Source file ⇒ Lab_11.Rmd

In this lab, we will use the XML package to read exchange rates (against the euro) from the European Central Bank and create a time series plot showing how the rates for four different currencies-the British pound (GBP), the US dollar (USD), the Canadian dollar (CAD), and the Japanese yen (JPY)-have changed over time. Turn in this lab as a .rmd file.

Before jumping to the code portions, open a browser and visit this URL:

http://www.ecb.europa.eu/stats/eurofxref/eurofxref-hist-90d.xml

Examine the structure of the XML. What is the exchange rates for the British pound (GBP) for 4/8 and 4/7?
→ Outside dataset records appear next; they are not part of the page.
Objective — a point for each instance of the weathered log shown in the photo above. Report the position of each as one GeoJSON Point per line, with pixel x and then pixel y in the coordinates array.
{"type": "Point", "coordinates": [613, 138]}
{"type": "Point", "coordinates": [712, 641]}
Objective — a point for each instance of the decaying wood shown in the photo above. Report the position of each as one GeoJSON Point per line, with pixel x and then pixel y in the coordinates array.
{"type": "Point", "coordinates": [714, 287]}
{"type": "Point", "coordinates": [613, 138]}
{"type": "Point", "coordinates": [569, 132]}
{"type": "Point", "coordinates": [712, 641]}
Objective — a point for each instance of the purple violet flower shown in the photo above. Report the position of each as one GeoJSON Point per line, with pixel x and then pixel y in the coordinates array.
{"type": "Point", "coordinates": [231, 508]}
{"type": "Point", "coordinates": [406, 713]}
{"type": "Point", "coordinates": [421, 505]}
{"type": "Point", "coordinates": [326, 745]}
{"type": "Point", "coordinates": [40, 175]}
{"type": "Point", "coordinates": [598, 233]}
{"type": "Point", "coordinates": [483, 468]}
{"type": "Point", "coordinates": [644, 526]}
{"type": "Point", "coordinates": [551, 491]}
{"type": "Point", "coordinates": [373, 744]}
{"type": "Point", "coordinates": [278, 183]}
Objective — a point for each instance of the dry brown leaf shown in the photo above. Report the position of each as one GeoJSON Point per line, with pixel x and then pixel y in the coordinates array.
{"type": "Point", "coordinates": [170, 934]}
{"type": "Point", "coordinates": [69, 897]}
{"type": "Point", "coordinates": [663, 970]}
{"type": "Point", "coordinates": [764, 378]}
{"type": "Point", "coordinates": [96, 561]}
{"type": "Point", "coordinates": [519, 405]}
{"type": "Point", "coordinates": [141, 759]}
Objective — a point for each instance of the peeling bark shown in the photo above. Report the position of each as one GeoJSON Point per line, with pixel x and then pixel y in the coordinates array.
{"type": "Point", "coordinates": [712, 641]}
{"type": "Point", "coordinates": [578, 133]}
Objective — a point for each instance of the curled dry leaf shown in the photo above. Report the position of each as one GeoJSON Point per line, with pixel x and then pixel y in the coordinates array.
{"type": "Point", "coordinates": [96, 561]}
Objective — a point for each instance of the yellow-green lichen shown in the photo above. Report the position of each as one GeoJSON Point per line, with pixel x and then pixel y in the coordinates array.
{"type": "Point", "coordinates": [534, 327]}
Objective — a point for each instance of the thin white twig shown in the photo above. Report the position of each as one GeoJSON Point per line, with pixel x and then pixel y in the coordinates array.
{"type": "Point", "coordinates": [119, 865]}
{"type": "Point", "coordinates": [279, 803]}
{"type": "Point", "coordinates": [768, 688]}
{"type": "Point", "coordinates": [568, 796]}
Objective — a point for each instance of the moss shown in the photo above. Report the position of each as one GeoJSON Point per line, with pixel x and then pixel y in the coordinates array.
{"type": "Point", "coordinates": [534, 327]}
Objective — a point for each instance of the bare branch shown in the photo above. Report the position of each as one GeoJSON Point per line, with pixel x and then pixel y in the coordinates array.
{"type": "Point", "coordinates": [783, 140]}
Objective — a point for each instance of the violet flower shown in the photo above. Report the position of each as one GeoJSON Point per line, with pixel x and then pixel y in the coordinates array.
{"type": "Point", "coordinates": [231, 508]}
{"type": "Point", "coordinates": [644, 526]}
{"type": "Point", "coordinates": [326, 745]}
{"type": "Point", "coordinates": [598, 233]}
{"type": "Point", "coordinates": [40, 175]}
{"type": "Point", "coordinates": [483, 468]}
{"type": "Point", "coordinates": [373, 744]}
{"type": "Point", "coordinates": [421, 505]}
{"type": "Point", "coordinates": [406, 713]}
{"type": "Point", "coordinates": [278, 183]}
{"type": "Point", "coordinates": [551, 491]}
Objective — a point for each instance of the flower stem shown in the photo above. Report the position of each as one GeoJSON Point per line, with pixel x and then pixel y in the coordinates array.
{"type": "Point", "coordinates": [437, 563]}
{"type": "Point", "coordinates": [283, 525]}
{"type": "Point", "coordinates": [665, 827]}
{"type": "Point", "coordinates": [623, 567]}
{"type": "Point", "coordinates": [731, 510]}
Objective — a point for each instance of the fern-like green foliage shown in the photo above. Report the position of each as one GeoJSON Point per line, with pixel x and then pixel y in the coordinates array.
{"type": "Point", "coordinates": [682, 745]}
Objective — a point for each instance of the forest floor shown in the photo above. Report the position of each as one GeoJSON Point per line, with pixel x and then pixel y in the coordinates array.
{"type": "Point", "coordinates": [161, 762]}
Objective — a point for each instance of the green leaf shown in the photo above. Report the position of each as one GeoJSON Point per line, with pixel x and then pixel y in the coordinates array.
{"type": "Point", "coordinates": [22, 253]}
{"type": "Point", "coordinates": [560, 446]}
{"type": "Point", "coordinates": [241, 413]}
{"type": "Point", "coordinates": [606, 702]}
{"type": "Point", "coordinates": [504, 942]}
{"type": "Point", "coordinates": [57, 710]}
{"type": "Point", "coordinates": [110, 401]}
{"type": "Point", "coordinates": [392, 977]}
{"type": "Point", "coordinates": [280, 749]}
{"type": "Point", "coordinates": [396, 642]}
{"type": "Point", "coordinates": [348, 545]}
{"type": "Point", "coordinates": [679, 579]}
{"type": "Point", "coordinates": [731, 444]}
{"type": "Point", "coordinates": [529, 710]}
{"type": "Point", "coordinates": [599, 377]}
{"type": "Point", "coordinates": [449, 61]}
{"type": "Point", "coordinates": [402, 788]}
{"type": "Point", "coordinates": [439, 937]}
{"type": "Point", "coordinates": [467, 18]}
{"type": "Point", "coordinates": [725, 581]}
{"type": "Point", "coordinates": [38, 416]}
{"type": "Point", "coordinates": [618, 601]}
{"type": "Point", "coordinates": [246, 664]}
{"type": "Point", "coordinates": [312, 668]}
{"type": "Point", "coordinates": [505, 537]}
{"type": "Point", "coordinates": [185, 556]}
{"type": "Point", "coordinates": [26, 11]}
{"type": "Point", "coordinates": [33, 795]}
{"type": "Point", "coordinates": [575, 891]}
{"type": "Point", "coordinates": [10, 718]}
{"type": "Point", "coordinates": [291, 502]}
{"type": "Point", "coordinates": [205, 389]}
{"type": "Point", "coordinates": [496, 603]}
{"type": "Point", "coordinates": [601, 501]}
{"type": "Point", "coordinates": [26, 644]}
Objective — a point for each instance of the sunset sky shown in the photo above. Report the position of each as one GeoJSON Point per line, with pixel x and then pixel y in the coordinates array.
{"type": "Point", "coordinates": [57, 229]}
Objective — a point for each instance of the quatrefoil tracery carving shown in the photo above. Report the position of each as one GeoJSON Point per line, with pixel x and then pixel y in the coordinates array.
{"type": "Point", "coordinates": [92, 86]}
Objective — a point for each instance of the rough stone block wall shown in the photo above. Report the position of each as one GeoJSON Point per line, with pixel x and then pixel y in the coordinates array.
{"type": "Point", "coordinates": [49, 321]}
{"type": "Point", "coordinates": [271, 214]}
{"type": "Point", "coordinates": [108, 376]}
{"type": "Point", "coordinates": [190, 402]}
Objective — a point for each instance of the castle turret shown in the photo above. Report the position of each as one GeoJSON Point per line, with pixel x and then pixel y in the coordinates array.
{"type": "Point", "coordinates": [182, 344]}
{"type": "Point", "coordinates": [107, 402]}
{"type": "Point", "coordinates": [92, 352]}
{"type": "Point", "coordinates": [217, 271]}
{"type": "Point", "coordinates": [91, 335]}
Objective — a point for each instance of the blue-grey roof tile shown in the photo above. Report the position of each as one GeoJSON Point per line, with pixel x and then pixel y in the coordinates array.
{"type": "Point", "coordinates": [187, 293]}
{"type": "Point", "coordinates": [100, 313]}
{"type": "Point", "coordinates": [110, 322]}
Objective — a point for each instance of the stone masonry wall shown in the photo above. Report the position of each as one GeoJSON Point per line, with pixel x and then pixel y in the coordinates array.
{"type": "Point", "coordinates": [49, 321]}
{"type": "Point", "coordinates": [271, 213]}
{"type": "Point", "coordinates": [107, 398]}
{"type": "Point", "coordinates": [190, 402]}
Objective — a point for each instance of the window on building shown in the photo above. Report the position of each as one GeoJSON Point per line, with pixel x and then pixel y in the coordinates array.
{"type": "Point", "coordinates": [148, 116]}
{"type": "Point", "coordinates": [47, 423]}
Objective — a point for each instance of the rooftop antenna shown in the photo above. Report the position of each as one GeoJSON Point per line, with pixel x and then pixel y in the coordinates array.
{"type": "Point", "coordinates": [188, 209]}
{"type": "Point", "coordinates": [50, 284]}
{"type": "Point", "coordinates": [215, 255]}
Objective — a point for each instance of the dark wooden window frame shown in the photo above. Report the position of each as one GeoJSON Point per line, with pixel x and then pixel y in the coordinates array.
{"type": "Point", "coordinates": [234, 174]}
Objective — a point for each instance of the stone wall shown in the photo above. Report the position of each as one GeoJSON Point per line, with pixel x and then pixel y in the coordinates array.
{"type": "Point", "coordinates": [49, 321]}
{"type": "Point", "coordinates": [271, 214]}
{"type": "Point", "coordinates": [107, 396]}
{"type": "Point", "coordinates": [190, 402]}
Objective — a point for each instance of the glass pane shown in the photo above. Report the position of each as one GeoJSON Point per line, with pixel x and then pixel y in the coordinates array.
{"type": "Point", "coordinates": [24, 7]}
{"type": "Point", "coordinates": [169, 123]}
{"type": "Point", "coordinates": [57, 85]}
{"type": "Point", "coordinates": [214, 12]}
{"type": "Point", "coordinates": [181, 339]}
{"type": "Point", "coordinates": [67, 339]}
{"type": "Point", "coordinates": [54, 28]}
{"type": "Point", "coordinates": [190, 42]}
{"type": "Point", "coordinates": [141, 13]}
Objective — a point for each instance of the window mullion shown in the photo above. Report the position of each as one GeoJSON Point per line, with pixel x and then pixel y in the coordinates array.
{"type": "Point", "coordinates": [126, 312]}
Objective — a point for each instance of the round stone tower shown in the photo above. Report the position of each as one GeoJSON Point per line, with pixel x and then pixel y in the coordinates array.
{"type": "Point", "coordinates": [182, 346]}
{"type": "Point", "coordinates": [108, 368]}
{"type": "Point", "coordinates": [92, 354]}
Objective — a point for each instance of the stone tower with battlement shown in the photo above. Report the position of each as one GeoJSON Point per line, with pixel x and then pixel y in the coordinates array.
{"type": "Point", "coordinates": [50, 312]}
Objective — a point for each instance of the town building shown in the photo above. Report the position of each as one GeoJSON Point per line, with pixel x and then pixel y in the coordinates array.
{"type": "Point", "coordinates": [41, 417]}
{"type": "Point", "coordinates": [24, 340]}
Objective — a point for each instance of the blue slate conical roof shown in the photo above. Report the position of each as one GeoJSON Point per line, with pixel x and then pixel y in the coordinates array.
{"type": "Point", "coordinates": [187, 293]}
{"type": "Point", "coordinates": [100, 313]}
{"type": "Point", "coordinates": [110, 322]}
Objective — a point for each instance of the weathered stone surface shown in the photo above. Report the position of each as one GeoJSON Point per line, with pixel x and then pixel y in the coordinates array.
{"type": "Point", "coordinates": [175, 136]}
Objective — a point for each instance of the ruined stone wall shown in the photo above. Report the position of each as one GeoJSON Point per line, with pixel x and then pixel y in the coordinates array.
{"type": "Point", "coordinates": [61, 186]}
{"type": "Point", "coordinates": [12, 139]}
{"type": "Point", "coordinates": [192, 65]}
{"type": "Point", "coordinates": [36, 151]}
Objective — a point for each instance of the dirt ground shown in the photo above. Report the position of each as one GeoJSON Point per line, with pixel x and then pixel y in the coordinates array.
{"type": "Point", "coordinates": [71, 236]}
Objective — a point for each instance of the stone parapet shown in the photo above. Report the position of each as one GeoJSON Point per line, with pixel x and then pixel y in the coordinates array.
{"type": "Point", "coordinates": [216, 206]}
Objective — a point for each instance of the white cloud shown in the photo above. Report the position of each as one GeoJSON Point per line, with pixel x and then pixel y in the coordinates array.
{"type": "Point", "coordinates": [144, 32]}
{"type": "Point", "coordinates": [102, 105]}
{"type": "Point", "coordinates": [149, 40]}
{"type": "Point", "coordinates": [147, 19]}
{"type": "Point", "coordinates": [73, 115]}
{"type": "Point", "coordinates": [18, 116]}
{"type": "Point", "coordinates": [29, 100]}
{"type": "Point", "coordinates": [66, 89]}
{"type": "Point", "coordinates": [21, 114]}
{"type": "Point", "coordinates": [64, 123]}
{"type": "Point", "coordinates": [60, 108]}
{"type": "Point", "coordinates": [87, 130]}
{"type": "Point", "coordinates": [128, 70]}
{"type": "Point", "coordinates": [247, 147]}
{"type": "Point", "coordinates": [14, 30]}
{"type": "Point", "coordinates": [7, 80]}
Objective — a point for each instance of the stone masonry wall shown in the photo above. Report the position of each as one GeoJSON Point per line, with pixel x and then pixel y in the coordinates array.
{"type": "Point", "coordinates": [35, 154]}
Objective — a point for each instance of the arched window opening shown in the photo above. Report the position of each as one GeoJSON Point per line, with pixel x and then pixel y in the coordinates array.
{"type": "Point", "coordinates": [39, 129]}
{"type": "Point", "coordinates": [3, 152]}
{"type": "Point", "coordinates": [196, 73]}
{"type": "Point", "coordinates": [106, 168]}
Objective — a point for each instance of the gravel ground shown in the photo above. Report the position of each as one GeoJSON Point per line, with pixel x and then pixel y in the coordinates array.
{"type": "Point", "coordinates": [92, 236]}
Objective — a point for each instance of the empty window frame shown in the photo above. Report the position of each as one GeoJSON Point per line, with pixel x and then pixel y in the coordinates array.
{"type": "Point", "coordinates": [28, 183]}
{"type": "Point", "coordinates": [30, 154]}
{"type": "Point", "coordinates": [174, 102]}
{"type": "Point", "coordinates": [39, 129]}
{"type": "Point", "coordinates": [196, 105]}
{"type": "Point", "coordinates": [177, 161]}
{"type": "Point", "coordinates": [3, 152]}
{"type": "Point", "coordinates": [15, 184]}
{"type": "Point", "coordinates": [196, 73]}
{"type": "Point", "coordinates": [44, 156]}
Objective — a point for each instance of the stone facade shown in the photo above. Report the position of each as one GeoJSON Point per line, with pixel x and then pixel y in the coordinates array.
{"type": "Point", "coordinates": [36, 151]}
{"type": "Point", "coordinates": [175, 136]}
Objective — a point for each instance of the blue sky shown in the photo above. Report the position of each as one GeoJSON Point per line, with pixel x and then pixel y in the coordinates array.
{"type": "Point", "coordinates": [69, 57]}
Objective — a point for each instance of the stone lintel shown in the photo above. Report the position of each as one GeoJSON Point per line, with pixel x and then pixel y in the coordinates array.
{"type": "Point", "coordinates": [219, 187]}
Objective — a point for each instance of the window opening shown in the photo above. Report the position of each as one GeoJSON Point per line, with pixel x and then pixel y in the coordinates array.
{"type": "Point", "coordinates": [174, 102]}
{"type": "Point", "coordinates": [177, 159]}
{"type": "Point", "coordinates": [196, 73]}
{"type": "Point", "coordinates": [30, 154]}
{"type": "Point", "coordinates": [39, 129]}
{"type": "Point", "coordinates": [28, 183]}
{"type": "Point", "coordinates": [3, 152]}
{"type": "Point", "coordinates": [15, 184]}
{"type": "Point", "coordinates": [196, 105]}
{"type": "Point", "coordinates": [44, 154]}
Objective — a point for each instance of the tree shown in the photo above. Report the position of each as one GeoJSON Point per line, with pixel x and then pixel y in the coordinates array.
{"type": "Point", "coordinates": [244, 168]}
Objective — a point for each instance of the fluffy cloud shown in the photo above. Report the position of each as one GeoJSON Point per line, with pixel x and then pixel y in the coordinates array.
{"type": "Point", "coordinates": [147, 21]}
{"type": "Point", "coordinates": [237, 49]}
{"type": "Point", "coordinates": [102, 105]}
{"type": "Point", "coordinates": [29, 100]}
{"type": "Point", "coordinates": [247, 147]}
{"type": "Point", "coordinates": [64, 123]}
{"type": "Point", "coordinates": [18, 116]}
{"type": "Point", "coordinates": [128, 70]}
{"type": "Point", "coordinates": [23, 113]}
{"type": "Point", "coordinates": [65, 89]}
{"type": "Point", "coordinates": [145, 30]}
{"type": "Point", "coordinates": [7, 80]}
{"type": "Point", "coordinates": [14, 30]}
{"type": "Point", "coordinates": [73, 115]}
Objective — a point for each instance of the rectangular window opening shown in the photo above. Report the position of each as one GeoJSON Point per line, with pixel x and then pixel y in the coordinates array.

The exchange rate for the GBP on 4/8 is 0.8073 and 0.80728 on 4/7.

library(XML)

# Read the data into R
er = xmlTreeParse("http://www.ecb.europa.eu/stats/eurofxref/eurofxref-hist-90d.xml")

# Get the root node of the XML tree
erRoot = xmlRoot(er)

xmlSize(erRoot)
## [1] 3
names(erRoot)
##   subject    Sender      Cube 
## "subject"  "Sender"    "Cube"

The root node is <gesmes:Envelope>.

We’ll extract the exchange rates for the British pound (GBP) as an example. First, we need to understand more about the structure of this XML tree. It looks like all of the data are descendents of a “Cube” node.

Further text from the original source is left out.